Ada masa ketika kita melihat kehidupan orang lain, lalu diam-diam bertanya kepada diri sendiri:


“Kok hidupnya sudah sejauh itu, ya?”


Teman membeli rumah.

Teman mengganti kendaraan.

Teman liburan ke luar negeri.

Teman punya pekerjaan dengan penghasilan yang tampaknya jauh lebih besar.

Di media sosial, hampir setiap hari kita disuguhi pencapaian orang lain.

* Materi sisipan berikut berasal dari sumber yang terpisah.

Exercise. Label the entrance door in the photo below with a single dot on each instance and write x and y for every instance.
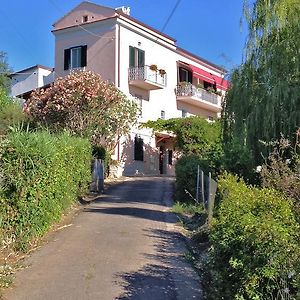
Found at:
(161, 159)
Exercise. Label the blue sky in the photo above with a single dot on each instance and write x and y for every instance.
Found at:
(208, 28)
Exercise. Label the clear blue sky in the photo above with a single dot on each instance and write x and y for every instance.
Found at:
(208, 28)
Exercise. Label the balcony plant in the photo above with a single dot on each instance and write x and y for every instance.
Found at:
(153, 67)
(162, 72)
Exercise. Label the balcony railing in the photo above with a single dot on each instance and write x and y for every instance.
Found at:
(200, 96)
(146, 78)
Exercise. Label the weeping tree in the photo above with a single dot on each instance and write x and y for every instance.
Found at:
(263, 101)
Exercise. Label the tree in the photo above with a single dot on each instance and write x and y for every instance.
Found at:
(85, 105)
(195, 138)
(263, 101)
(4, 72)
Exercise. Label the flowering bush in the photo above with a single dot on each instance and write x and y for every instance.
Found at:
(85, 105)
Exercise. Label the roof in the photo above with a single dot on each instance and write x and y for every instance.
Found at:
(124, 15)
(33, 67)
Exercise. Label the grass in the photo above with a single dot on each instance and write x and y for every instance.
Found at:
(187, 208)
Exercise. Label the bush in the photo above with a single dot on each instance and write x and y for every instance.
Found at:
(11, 113)
(42, 175)
(255, 244)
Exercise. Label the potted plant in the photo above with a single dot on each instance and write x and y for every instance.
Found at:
(162, 72)
(153, 67)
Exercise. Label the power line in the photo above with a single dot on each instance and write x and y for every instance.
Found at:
(171, 15)
(78, 25)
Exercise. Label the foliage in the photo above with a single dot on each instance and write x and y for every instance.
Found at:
(187, 208)
(282, 168)
(4, 72)
(255, 244)
(41, 175)
(200, 143)
(263, 99)
(85, 105)
(194, 135)
(11, 113)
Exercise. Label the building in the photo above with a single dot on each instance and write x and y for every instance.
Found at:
(29, 79)
(167, 81)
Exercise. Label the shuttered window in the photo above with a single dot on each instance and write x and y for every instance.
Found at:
(136, 57)
(75, 57)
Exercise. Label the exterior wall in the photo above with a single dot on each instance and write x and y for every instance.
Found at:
(30, 79)
(100, 41)
(92, 11)
(108, 45)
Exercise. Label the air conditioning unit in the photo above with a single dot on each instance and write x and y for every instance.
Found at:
(124, 10)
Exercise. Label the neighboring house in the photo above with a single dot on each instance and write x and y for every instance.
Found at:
(27, 80)
(166, 80)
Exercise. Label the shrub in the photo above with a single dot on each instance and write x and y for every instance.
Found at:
(41, 175)
(255, 244)
(11, 113)
(186, 177)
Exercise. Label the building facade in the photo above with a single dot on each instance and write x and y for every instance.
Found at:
(167, 81)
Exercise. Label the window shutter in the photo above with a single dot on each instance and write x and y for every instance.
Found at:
(131, 56)
(170, 157)
(141, 57)
(138, 148)
(83, 56)
(67, 57)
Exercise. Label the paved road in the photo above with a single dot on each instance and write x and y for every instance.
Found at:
(126, 245)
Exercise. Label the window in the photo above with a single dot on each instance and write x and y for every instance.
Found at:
(140, 104)
(170, 157)
(185, 75)
(136, 57)
(75, 57)
(138, 148)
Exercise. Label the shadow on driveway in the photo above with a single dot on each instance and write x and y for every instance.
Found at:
(135, 212)
(169, 278)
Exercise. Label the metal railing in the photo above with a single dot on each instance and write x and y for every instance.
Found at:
(189, 90)
(145, 73)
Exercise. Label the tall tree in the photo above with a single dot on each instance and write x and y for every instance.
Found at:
(264, 99)
(4, 72)
(85, 105)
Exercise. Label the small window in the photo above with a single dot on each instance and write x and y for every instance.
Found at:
(140, 104)
(75, 57)
(138, 148)
(170, 157)
(136, 57)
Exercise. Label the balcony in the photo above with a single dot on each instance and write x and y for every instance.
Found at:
(199, 97)
(147, 79)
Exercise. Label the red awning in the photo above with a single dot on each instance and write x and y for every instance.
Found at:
(220, 82)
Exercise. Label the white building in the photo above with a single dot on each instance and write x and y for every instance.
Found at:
(24, 81)
(145, 63)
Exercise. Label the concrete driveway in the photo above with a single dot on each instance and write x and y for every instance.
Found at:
(125, 245)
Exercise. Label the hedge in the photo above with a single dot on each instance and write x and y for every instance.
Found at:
(41, 175)
(255, 244)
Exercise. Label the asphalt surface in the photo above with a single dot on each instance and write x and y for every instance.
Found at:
(125, 245)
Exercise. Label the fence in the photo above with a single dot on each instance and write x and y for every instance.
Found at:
(206, 192)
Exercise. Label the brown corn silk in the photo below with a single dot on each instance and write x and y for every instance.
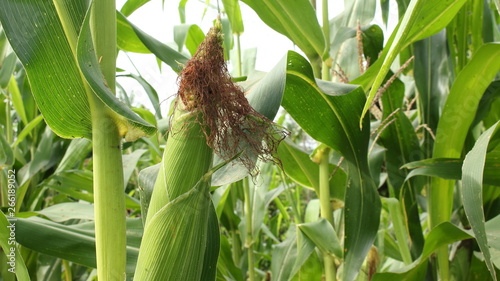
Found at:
(228, 121)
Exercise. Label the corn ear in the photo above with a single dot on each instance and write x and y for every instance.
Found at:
(174, 241)
(186, 159)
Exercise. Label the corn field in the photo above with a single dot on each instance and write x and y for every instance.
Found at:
(363, 154)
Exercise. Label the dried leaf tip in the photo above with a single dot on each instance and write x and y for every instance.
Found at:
(229, 123)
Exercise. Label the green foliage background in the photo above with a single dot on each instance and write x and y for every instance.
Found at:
(391, 170)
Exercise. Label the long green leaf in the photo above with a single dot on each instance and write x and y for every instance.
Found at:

Lalu tanpa sadar, kita mulai menghitung hidup sendiri dengan menggunakan penggaris milik orang lain.


Padahal, mungkin kita tidak sedang gagal.


Kita hanya sedang menjalani perlombaan yang berbeda.


Ada orang yang merasa bahagia ketika berhasil mengumpulkan banyak hal. Ada pula yang merasa cukup ketika kebutuhan keluarganya terpenuhi, masih punya waktu bersama anak-anak, bisa mengajar, belajar, beribadah, membantu orang lain, dan pulang ke rumah dengan hati yang tenang.


Tidak ada kewajiban bahwa semua orang harus mengejar definisi keberhasilan yang sama.


Boleh kagum, tidak harus minder


Jujur saja, kita manusia.


Melihat orang punya rumah bagus, kendaraan bagus, pakaian bagus, atau bisa bepergian ke tempat-tempat yang kita inginkan, tentu sesekali bisa membuat hati ikut bergoyang.


Tidak perlu sok kebal.


Tidak perlu mengatakan, “Ah, aku nggak butuh semua itu,” kalau sebenarnya kita juga menginginkannya.


Kita boleh mengakui:


“Iya, bagus. Aku juga suka.”


Yang perlu dilatih bukan menjadi manusia yang tidak pernah iri, tetapi menjadi manusia yang tidak menjadikan milik orang lain sebagai ukuran harga dirinya sendiri.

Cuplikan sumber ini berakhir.